Schweizer Polizei setzt bei Verbrecherjagd auf Super-Recognizer

Super-Recognizer erfassen Gesichter teils zuverlässiger als eine Software. Sechs von ihnen arbeiten bei den St. Galler Korps.
Diesen Mann hat er bereits früher einmal gesehen, ist ein Polizist der Stadtpolizei St. Gallen bei einem Einsatz wegen häuslicher Gewalt überzeugt. Noch läuft der Einsatz und der Polizist ist sich nicht sicher, weshalb ihm der Mann bekannt ist.

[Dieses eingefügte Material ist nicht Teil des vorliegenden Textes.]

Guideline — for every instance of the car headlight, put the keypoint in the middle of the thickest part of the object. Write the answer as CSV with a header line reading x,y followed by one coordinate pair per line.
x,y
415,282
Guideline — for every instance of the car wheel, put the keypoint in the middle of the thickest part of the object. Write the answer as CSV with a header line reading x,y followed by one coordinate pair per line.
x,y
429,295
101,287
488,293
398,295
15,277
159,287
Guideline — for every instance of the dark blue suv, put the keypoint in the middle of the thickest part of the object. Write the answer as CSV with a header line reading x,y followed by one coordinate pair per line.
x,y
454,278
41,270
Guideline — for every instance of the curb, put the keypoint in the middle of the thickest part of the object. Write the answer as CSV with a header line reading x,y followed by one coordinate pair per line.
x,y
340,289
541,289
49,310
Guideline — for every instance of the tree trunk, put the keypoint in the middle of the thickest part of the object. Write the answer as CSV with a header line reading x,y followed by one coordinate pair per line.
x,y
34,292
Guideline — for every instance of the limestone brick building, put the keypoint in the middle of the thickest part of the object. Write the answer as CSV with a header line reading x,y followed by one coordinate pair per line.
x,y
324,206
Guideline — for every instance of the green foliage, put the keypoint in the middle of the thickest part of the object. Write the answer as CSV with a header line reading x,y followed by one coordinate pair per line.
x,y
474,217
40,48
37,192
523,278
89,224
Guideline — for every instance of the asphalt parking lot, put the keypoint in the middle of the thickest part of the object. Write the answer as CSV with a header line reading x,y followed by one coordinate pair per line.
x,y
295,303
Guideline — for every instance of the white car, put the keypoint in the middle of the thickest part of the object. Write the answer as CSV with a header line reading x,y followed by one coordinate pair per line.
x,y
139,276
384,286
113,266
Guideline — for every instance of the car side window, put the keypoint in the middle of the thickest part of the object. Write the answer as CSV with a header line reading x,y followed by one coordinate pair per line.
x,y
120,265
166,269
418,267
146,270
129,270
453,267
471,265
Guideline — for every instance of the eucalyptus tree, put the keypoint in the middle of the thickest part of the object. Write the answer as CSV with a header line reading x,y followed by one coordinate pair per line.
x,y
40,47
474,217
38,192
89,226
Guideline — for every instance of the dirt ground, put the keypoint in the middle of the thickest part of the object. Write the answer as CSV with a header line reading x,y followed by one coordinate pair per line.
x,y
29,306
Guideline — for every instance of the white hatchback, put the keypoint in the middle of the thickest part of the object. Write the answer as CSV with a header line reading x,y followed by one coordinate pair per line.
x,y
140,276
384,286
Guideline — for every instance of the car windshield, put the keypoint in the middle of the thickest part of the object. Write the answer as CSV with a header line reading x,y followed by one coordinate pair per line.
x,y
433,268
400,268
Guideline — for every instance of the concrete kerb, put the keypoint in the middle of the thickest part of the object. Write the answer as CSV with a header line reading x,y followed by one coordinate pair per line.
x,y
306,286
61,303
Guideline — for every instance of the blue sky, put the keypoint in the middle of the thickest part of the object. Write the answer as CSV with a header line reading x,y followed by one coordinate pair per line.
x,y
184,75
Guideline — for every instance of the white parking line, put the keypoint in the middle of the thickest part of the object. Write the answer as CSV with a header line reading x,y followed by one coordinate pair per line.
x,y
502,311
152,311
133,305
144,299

Fähigkeiten als Super-Recognizer
Später stellt sich heraus, dass der Stadtpolizist einen Straftäter erkannt hat, den er bei früheren Ermittlungen auf Bildern von Überwachungskameras gesehen hatte. Geholfen haben ihm dabei seine Fähigkeiten als Super-Recognizer.
Nur zwei Prozent der Menschen haben diese Fähigkeit
"Super-Recognizer sind Menschen, die ausgeprägte Fähigkeiten haben, Gesichter wiederzuerkennen und sich Gesichter besonders gut merken können", sagte Stefan Helfenberger, Leiter Ermittlungsunterstützung bei der Kantonspolizei St. Gallen, der Nachrichtenagentur Keystone-SDA. Die Wissenschaft gehe davon aus, dass nur zwei Prozent der Menschen diese Fähigkeiten haben.

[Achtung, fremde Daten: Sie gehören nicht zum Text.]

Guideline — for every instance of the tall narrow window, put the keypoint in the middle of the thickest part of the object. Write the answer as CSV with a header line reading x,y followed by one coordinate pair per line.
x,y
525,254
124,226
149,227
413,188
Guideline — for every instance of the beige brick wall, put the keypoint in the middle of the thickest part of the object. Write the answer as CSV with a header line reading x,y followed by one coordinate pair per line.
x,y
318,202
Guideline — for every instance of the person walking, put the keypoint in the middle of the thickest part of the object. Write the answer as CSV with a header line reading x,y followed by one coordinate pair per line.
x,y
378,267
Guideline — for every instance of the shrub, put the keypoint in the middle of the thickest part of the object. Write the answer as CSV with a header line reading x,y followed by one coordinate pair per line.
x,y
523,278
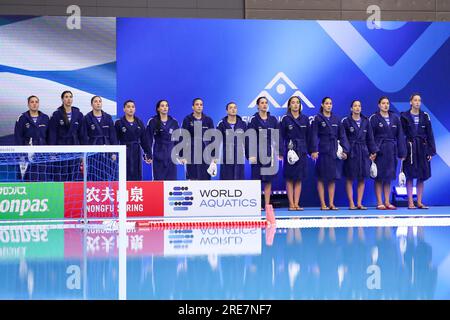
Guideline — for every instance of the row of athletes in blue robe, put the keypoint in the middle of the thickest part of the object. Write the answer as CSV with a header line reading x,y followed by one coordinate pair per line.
x,y
400,138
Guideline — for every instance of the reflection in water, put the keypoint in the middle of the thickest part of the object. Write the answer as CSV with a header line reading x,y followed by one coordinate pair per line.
x,y
309,263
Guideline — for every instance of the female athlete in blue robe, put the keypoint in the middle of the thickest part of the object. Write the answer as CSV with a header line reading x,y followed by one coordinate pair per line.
x,y
326,131
233,149
159,133
263,124
390,141
98,129
197,171
131,132
30,130
65,129
420,148
295,131
362,151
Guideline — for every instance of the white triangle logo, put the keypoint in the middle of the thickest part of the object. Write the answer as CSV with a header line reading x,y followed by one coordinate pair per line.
x,y
281,88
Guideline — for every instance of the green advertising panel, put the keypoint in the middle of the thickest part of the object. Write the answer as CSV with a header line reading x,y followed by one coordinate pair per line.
x,y
31,243
35,200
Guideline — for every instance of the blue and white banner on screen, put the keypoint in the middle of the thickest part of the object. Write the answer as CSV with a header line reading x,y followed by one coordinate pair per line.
x,y
235,241
212,198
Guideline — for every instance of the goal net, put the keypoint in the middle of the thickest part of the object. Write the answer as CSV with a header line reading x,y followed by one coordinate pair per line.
x,y
58,182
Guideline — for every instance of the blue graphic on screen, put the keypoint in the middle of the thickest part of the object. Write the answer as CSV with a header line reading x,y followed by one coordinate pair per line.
x,y
239,60
41,56
180,198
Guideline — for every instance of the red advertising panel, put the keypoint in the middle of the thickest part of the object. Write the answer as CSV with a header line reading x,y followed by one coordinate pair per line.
x,y
144,199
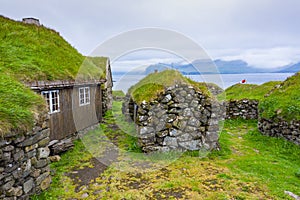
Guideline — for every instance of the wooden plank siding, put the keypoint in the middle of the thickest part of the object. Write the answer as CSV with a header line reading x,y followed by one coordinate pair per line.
x,y
72,116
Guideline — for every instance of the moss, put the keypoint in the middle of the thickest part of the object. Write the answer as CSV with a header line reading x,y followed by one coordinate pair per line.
x,y
249,91
283,101
28,53
150,87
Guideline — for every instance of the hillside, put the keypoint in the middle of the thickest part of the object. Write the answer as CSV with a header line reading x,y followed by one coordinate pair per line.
x,y
154,84
284,101
28,53
249,91
210,67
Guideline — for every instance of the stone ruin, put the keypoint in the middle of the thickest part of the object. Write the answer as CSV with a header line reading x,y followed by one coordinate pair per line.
x,y
182,118
31,20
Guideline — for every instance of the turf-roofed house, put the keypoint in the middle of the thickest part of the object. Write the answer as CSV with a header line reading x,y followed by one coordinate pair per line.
x,y
49,93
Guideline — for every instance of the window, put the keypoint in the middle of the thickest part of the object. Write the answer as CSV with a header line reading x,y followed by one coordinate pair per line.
x,y
84,96
52,98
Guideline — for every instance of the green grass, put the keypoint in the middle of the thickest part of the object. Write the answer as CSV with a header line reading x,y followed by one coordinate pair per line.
x,y
153,85
30,53
249,91
17,105
283,102
249,166
118,93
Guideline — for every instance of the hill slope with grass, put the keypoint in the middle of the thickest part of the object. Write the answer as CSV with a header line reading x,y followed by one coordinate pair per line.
x,y
150,87
284,101
249,91
29,53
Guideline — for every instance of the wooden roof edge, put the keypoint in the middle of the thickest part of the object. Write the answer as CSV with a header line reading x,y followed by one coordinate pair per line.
x,y
61,83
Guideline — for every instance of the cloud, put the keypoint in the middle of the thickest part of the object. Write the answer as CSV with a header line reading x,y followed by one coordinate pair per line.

Helfenberger leitet ein Pilotprojekt der Kantons- und Stadtpolizei St. Gallen. Dabei testen die Polizeien den Einsatz von Super-Recognizern. Sechs Polizisten können sich gemäß wissenschaftlichen Tests der Universität Lausanne Gesichter außergewöhnlich gut einprägen und sie wiedererkennen. Somit sind sie in der Lage - im Prinzip wie eine Gesichtserkennungssoftware - verschiedene Gesichter miteinander zu vergleichen und Aussagen darüber zu treffen, ob es sich um die gleichen Personen handelt.
Stefan Helfenberger nannte als aktuellen Schwerpunkt für die Super-Recognizer die Bildfahndung. Konkret: Die Polizei verfügt beispielsweise über Überwachungsbilder von verschiedenen Raubüberfällen. Super-Recognizer schauen sich die Bilder an, vergleichen sie und können anhand ihrer Fähigkeiten eine Einschätzung abgeben, ob es sich um dieselben Täter handelt.

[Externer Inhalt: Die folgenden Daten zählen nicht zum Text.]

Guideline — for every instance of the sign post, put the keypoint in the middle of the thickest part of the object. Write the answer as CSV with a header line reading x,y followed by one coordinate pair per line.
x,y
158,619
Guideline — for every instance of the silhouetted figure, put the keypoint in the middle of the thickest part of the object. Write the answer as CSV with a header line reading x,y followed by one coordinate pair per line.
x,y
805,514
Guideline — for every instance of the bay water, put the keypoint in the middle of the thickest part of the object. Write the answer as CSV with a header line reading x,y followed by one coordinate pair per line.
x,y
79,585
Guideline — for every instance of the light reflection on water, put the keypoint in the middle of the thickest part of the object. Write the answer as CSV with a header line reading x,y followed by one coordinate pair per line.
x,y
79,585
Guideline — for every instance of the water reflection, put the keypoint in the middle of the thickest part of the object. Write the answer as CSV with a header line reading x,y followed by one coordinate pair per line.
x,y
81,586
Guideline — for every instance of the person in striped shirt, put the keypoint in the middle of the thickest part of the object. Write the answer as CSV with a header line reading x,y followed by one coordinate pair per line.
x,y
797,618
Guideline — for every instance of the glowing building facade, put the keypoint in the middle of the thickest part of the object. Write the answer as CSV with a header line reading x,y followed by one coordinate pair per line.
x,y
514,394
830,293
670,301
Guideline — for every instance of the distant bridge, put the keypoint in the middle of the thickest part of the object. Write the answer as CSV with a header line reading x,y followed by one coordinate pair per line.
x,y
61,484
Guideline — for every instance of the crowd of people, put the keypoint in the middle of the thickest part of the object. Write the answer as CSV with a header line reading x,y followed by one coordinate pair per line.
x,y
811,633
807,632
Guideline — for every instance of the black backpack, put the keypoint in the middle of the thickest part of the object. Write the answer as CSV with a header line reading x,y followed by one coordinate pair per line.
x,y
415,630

In der eingangs erwähnten Episode ist dem Super-Recognizer der Stadtpolizei St. Gallen, der anonym bleiben möchte, primär das Gesicht des Mannes bekannt vorgekommen. Auch wenn Super-Recognizer auf Gesichter spezialisiert sind und wissenschaftliche Tests ausschließlich die Fähigkeiten zur Wiedererkennung von Gesichtern eruieren, können auch andere Merkmale Hinweise geben.
Nagelbett wiedererkannt und Täter ermittelt
Im oben genannten Beispiel waren auf weiteren Aufnahmen die Hände des Täters zu sehen. Auf diesen Bildern sei ihm aufgefallen, dass der Täter bei einem Daumen ein spezielles Nagelbett hat. Auf dem Polizeiposten sah sich der Super-Recognizer dessen Hände an. Er erkannte das Nagelbett wieder. "Da war ich mir sicher, vor mir war die Person, die ich auf den Bildern der Überwachungskamera gesehen habe." Ermittlungen hätten seinen Verdacht bestätigt und dem Mann konnten mehrere Delikte nachgewiesen werden.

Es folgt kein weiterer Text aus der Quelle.